In IEEE 754 there is a "Round to Nearest" method of rounding floating point values.
But I do not understand one item in that definition:
If the two nearest representable values are equally near, the one with its least significant bit zero is chosen
What is "least significant bit zero is chosen"
It looks like I understood the issue. Single and Double precission numbers can be represented as 32 and 64 sequence of bits with the following way:
b bbbbbbbb bbbbbbbbbbbbbbbbbbbbbbb
b bbbbbbbbbbb bbbbbbbbbbbbbbbbbbbbbbbbbbbbbbbbbbbbbbbbbbbbbbbbbbbb
Here b is zero or one. First group corresponds to sign of a number. Second group corresponds to exponent of a number and consist of 8 (single precission) and 11 (double precision) bits. Third group corresponds to mantissa of a number and consist of 23 (single precission) and 52 (double precision) bits.

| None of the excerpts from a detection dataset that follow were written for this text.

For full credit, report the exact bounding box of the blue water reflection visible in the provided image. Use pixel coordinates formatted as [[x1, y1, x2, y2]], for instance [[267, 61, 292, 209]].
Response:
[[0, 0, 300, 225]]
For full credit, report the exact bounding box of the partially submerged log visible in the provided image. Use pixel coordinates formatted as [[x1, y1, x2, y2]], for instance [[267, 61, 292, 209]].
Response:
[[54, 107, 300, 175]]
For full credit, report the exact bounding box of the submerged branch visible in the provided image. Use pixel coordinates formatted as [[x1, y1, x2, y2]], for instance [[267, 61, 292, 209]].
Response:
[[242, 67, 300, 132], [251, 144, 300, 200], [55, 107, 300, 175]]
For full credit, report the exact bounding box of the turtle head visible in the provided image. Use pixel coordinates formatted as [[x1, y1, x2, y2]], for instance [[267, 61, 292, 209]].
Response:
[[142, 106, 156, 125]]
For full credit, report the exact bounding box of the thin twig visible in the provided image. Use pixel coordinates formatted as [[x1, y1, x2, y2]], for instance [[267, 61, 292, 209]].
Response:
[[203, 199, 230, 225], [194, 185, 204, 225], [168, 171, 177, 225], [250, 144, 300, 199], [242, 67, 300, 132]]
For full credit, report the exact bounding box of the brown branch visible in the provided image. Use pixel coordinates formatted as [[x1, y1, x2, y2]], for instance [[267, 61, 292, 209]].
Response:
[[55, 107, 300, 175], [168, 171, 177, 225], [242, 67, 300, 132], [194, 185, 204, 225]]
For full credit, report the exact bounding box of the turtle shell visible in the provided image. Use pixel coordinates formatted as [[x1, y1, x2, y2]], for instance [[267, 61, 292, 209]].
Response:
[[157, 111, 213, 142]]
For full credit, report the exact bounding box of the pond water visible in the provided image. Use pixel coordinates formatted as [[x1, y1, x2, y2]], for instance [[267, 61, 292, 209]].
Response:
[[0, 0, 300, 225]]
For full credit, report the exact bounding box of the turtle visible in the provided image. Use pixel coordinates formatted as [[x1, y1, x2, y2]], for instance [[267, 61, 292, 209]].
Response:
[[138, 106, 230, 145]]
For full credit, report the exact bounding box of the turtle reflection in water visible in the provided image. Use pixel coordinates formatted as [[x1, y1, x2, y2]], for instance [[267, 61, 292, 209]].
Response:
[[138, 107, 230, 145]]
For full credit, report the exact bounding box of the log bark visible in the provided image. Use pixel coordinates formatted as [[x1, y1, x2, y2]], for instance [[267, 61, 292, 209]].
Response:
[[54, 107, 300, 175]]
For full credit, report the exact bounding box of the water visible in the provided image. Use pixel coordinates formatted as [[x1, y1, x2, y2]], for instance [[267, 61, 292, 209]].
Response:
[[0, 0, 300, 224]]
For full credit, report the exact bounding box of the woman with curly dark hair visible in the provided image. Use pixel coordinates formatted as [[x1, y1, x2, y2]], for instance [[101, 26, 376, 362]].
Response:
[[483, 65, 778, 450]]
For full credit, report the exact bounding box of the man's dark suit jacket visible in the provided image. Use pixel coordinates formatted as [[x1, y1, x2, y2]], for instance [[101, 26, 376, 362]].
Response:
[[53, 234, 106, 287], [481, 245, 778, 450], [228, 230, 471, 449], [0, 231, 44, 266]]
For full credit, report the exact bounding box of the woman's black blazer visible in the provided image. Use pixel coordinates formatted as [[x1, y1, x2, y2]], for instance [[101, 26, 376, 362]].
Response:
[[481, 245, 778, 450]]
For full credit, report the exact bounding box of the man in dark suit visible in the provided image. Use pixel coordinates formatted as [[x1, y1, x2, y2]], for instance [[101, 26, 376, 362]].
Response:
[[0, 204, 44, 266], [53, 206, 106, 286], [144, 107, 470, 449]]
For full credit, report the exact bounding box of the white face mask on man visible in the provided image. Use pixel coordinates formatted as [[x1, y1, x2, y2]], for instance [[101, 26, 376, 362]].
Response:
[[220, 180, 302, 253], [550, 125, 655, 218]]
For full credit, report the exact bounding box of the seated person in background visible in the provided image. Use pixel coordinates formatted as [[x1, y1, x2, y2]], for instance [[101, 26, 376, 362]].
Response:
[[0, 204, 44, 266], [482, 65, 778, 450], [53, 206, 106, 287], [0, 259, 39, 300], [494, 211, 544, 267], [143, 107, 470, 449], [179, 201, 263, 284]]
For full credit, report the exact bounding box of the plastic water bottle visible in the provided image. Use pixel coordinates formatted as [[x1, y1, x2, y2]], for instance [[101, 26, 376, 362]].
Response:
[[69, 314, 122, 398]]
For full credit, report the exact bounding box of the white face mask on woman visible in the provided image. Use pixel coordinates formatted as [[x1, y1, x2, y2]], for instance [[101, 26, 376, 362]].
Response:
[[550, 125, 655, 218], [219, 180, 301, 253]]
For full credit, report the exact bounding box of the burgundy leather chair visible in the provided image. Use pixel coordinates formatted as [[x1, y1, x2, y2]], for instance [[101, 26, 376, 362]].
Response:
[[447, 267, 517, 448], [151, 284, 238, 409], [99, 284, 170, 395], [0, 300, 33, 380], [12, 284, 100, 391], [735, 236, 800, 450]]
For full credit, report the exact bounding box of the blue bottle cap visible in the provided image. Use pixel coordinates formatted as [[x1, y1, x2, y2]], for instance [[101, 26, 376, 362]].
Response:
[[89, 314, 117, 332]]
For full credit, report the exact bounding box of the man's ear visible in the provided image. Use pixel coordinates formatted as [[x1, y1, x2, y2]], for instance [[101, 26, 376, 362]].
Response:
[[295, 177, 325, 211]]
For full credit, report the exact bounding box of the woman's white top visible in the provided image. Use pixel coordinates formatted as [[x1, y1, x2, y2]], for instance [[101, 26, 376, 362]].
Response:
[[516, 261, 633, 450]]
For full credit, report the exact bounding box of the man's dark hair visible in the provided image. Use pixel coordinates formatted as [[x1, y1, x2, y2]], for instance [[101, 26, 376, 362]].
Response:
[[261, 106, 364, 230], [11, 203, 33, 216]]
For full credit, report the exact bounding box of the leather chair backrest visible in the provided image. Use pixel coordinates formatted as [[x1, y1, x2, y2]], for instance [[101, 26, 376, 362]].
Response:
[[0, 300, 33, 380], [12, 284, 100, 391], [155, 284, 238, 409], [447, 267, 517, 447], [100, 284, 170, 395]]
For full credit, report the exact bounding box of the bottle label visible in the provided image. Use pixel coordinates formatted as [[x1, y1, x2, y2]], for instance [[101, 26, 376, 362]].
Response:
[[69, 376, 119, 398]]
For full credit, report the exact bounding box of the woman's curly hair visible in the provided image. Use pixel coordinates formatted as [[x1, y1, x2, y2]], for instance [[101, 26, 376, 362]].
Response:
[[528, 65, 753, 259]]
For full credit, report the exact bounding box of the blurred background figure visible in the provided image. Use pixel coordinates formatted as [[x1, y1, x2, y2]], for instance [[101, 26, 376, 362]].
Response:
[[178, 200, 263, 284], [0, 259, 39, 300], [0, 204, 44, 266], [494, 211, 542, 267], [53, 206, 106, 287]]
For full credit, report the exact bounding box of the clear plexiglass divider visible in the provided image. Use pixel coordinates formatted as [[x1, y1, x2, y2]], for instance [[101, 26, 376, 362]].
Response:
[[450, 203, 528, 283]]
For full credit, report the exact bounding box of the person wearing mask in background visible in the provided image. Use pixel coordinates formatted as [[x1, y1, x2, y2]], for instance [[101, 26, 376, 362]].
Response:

Hence, the least significant bit of a number is 23d bit of mantissa for single precission number and 52d bit of mantissa for double precission number. This is the rightmost bit of a number. If this bit is zero it will be chosen.
Note:
Even and odd numbers are defined only for integer values.
Hence, if rounding function rounds numbers only to integer values this rule degenerates to round-to-even rule
Thanks to everyone for your efforts.